In 2009 she retired from academia, becoming an emerita professor of fine art.
What I love about Barlow and what drew me to her work is how she didn’t hide her process. Material choices from the viewer, employing “a distinctive vocabulary of inexpensive materials such as plywood, cardboard, plaster, cement, fabric and paint” to create colossal sculptures that lack a pristine look. This embracement of a process resonates deeply with me as similar to Barlow I strive to break the barrier of the quality of art being determined by the materials used and embrace the handmade qualities that show what has gone into the final piece. For example, to support the weight of the tongue, I used pencils that I already owned. Furthermore, the support in the stem of the curious flower is made out of a broken clothes hanger.
“Maybe I don’t think enough about beauty in my work because I’m so curious about other qualities, abstract qualities of time, weight, balance, rhythm; collapse and fatigue versus the more upright dynamic notions of maybe posture … the state that something might be in. Is it growing or shrinking, is it going up or down, is it folding or unfolding?”
This week I also completed some rough sketches for a sculpture I had in mind inspired by succulents. As you can see I’ve explored the shape and firm separated structure of the plant and utilised it by creating the concept of it being made of fingers.
This will be a timely process in contrast to the other two sculptures as it will require me to sculpt multiple individual figures of a presumably large quantity to get the desired mass to have an impact on the audience.
In addition to this, as you can see I’m currently at a crossroads of deciding whether I want the fingers to be skin tone or replicate the colouring of actual succulents. Much like the stems of the tongue Lillies, I believe this is a decision to be made when I complete the structure and actually begin painting.
To further help me make this decision I’m considering photographing the sculpture once completed and digitally editing it to get a clearer idea of the way the colours will look for I apply the paint.
In response to the sketches, this week I began to sculpt the fingers for the succulent-inspired plant currently at five in total, varying in sizes to emphasise their various origins. At the moment I’m unable to determine how many I will have to make so I’m continuing with no set end, simply when i determine by look it’s a sufficient amount.
It’s this piece I’ve been the most excited about so far.
In addition to the fingers, I’ve also created another tongue sculpture that is significantly larger than the other one to create a stronger composition and a more impactful viewing for the audience.
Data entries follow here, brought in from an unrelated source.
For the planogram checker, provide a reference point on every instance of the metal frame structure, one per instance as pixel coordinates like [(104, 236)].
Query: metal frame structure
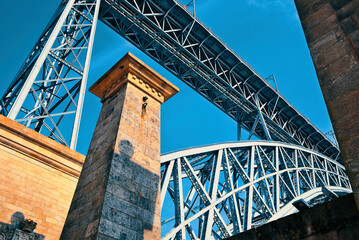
[(216, 190), (220, 190), (171, 35), (48, 91)]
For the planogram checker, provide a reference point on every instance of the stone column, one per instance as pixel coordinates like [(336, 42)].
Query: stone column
[(118, 195), (331, 28)]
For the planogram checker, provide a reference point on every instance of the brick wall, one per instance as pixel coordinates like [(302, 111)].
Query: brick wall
[(331, 28), (38, 177)]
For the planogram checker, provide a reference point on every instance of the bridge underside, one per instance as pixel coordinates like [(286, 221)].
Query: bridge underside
[(219, 190)]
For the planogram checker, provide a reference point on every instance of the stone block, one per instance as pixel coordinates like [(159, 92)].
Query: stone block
[(121, 183)]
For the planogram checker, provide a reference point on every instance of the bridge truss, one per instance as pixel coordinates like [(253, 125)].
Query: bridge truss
[(238, 186), (220, 190)]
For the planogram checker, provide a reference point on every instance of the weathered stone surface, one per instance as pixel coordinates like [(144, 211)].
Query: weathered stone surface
[(332, 33), (118, 192), (334, 220), (38, 178)]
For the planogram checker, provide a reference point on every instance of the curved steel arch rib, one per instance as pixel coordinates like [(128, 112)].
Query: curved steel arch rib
[(223, 189)]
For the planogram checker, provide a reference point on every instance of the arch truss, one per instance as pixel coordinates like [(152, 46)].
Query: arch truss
[(216, 191)]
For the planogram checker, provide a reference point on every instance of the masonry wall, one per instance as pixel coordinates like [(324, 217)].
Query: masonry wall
[(334, 220), (331, 28), (38, 178)]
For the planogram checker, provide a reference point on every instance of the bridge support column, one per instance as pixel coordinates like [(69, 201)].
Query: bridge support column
[(117, 196), (332, 32)]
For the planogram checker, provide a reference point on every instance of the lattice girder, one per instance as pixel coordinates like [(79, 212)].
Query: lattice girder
[(231, 187)]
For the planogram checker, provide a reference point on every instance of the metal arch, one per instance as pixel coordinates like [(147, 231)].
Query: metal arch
[(231, 187), (202, 59)]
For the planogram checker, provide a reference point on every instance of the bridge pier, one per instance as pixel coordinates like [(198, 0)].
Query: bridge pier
[(117, 196), (332, 32)]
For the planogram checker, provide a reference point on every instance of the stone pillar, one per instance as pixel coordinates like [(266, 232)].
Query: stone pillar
[(331, 28), (118, 196)]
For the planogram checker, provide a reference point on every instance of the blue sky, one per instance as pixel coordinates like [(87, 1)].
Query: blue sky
[(265, 33)]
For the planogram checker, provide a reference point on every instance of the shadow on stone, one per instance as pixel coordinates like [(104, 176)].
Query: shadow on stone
[(131, 198), (16, 230)]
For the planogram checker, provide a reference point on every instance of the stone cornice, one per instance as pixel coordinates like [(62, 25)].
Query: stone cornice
[(131, 69), (39, 147)]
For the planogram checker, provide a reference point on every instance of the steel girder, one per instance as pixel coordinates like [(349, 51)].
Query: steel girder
[(172, 36), (47, 93), (220, 190)]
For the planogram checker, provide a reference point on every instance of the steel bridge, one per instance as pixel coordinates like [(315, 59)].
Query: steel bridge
[(219, 190), (47, 95)]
Finally, in our workshop this week we presented our workshop PowerPoint.
For my workshop, I proposed “expression and reflection through clay”, influenced by the question, “How do you perceive life?”. To answer this question I intended for the group to create sculptures that they can continue to mould throughout the workshop as more questions are posed relating to the central discussion such as, “are you basing your response with consideration for others or revolving it around solely yourself?”, creating a constantly changing structure that would be documented through the film to then be reviewed so the participants can reflect on their thought progress depicted through their actions throughout the workshop.
Due to my workshop being chosen last term, I didn’t want my one to be chosen this time which is why I’m grateful a clockmaking workshop was chosen instead. Especially considering, this will be a piece that can be included within the takeover which I’m looking forward to.